The BBC faced pressure Monday to take one of its most popular and long-running shows, “MasterChef”, off air following claims one of the programme’s presenters engaged in sexually harassing behaviour.
Presenter Gregg Wallace has denied making “inappropriate” sexual jokes and comments after more than a dozen people came forward last week with allegations spanning a 17-year period.
The furore is the latest scandal to hit the taxpayer-funded British broadcaster.
Another prime-time show, “Strictly Come Dancing”, was thrown into crisis this year amid bullying accusations.
And former top news anchor, Huw Edwards, pleaded guilty in July to making indecent pictures of children, narrowly avoiding jail in a stunning fall from grace.
The production company behind “MasterChef”, a decades-old show aired on the BBC whose branded format is now produced in more than 50 countries and shown in over 200 territories, has said it is probing the claims against Wallace.
It also announced that Wallace would stop presenting while it investigates, but that the current recorded season of “MasterChef: The Professionals” would continue to air.

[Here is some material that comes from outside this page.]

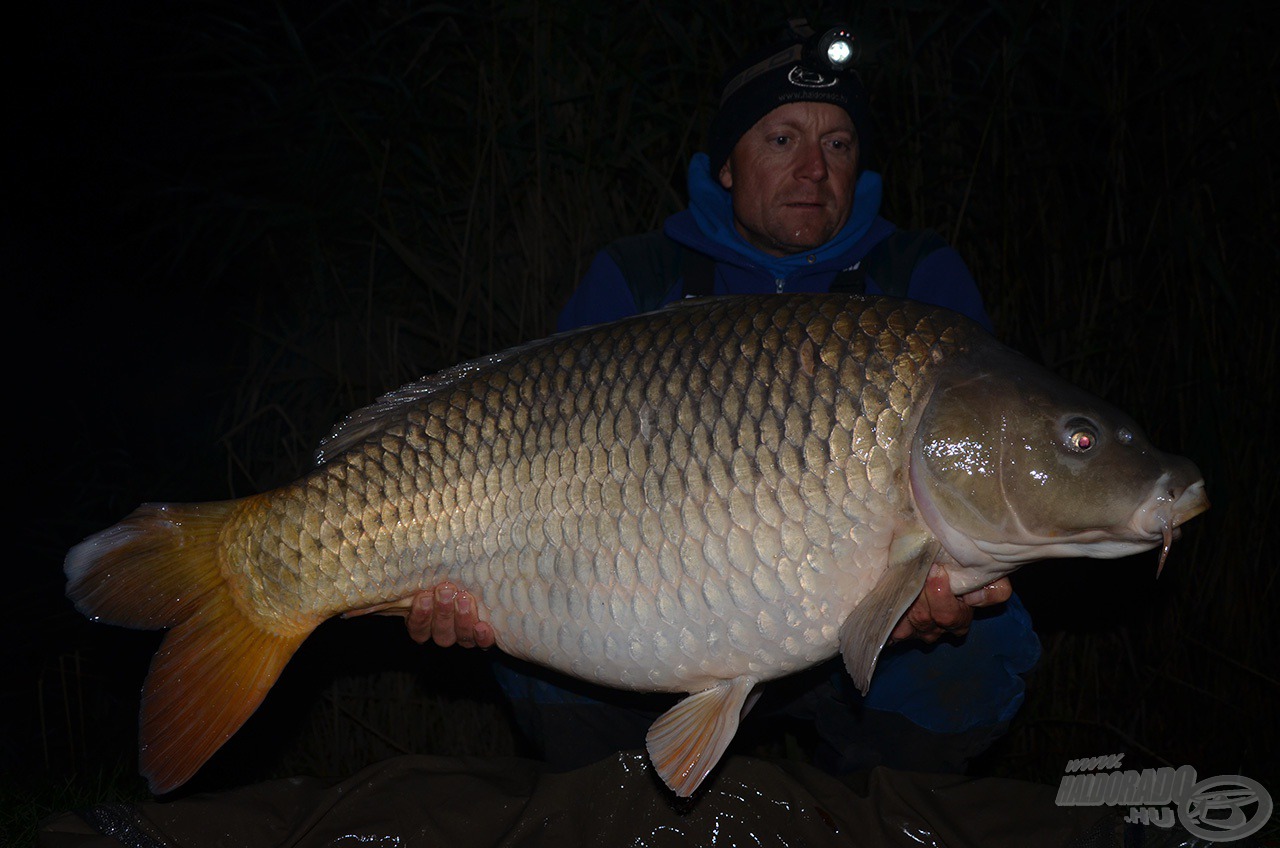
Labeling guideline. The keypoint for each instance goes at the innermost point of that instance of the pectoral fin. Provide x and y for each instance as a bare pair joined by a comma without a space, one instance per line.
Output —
688,741
867,628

The allegations against Wallace emerged from a BBC News investigation which also reported the broadcaster had warned the presenter after a complaint was made in 2018.
Wallace sparked a further backlash over the new claims when he said Sunday that they had been made by “a handful of middle-class women of a certain age”.
One of his accusers said the comments showed he “clearly hasn’t learnt his lesson”.
On Monday Labour MP Rupa Huq, a member of parliament’s watchdog Culture, Media and Sport Committee, said the broadcaster should consider stop airing the current season as well as upcoming Christmas episodes.
“I think possibly there is an argument for pausing while this investigation takes its course,” Huq told BBC radio, adding the broadcaster “should send a strong signal [about] this sort of behaviour”.
“Apparently this is not the first time, there were warnings before,” she noted.
“So it does raise the question that when these BBC investigations have happened, what was the consequence?
“Were they taking the conclusions seriously, [or] did they have their fingers in their ears?”
Wallace’s lawyers have said “it is entirely false that he engages in behaviour of a sexually harassing nature”.
A BBC spokesperson said it had “robust processes” to deal with complaints “swiftly and appropriately” and added it “will always listen if people want to make us aware of something directly”.